The use of electronic calculators is permitted provided they are not programmable and do not store text.

[PTO]

## **Section A**

#### 1. Caches

- a) Why does cache memory give rise to functional problems in computer systems that implement Direct Memory Access (DMA) facilities for peripheral devices? Give examples of two problems. (5 marks)
- b) Explain the meaning of a "Compulsory" cache miss and give an example of when it might arise. (3 marks)
- c) Explain one way of resolving the problems you describe in part (a) that would increase the number of Compulsory cache misses. (3 marks)
- d) Explain one way of resolving the problems you describe in part (a) that would not alter the number of cache misses. (3 marks)
- e) A CPU runs with a combined Instruction and Data cache with an access time of 1 clock cycle, and a main memory access time of 25 cycles.
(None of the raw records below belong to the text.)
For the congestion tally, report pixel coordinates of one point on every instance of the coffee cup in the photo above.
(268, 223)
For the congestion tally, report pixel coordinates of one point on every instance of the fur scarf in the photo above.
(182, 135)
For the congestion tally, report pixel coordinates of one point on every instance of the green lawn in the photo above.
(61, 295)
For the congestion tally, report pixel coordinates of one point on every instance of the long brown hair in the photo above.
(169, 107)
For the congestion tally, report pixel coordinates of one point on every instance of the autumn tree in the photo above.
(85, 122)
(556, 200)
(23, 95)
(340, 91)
For a particular program, the cache hit rate is 95%. By considering the total time to access 100 memory locations, or otherwise, and ignoring write cycles, what is the average memory access time seen by the program? (3 marks)
- f) Give an expression for the average memory access time for part (e) if a second level cache with access time T cycles and hit rate H% is added to the system.

  (3 marks)

## 2. Storage

a) Explain what "Seek time", "Search time", and "Transfer time" mean when used to describe hard disk operation. (3 x 2 marks)
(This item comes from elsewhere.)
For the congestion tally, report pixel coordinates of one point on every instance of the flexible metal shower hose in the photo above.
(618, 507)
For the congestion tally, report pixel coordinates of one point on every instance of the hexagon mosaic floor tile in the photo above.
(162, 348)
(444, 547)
A modern desktop disk drive is specified as having a capacity of 3 terabytes, a transfer rate of 90 megabytes per second, a rotation rate of 7200 revolutions per minute, and a mean seek time of 10 milliseconds.

- b) How long on average would a transfer of 4 kilobytes take from a random position on the disk? (3 marks)
- c) How long would it take to read the entire disk entirely sequentially? (3 marks)
- d) How long would it take to read the entire disk if all reads were of 4 kilobytes and reads were completely random? (4 marks)
- e) What are the implications of the results of parts (c) and (d) for the architecture and usage of RAID arrays? (4 marks)

## **Section B**

## 3. Pipelining

- a) Explain how pipelining can reduce the execution time of a stream of instructions in a processor. (2 Marks)
- b) With the aid of a diagram explain the operation of each stage of a classic 5 stage pipeline. (4 Marks)
- c) Explain what data hazards and control hazards are and how they can be eliminated with NOP instructions. Use the sequence of instructions below to illustrate this for data hazards. (6 Marks)
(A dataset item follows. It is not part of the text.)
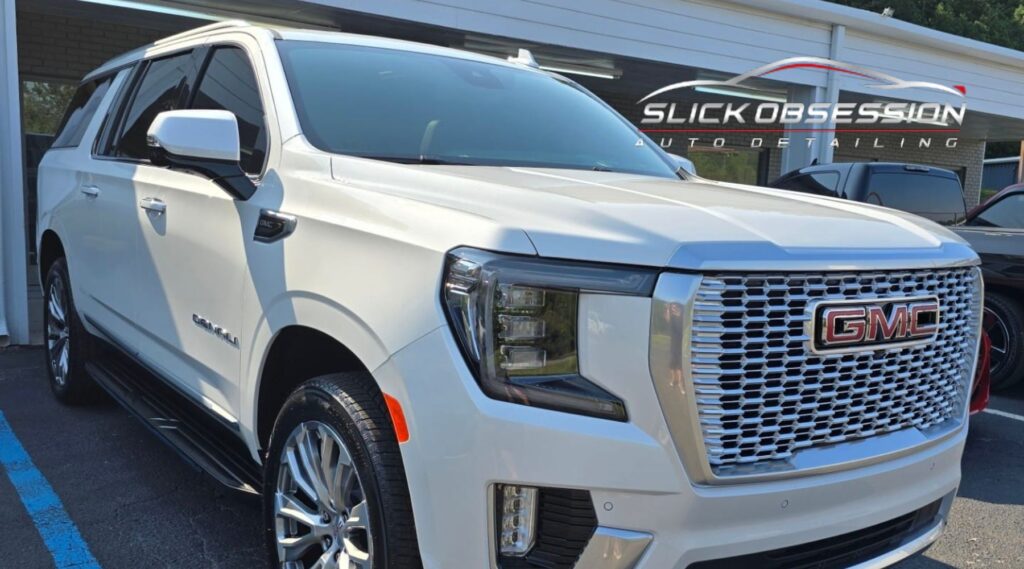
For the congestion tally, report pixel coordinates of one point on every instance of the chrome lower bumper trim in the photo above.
(906, 550)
MUL R2 R2 R2 LDR R1 X ADD R1 R1 R2 MUL R4 R4 R4 LDR R3 X ADD R3 R3 R4

(Assume arithmetic instructions are of the form Operation, Output, Input1, Input2)

- d) With the aid of a diagram explain how forwarding can be used to reduce or eliminate the need to insert NOP instructions for arithmetic operations and loads. Demonstrate this with the sequence of instructions in part c. (4 Marks)
- e) Using the set of instructions from part c (or part d if you have them) show how instruction reordering can be used to reduce or eliminate the need to insert NOP instructions. What are the advantages and disadvantage of doing reordering in a compiler vs in the chip? (4 Marks)

## 4. Multithreading

a) What is "Multithreading" in the context of CPU design? (NB: NOT in the design of software!) What is "Multi-core"? (4 Marks)

What does each of the following terms mean:

- b) Course-grained multithreading? (2 Marks)
- c) Fine-grained multithreading? (2 Marks)
- d) Simultaneous multithreading? (2 Marks)
- e) What is cache coherency? Why is it important? Give an example of what may happen without it. (4 Marks)

A RISC CPU is running at a clock rate of 1GHz, and can issue one instruction per clock cycle, with no pipeline delays in the best case (100% cache hits; 100% branch predict success etc). There is only one level of data cache provided, and the CPU implements 2 threads, with a switch only on a cache miss.

- f) In a particular program, one instruction in 5 reads a memory location and there are no writes. If the main memory has an access time of 75 nanoseconds, what is the pipeline throughput with 0.1% data cache misses? (3 Marks)
- g) What is the pipeline throughput at a 10% data cache miss rate, why might this be worse in a real system? (3 Marks)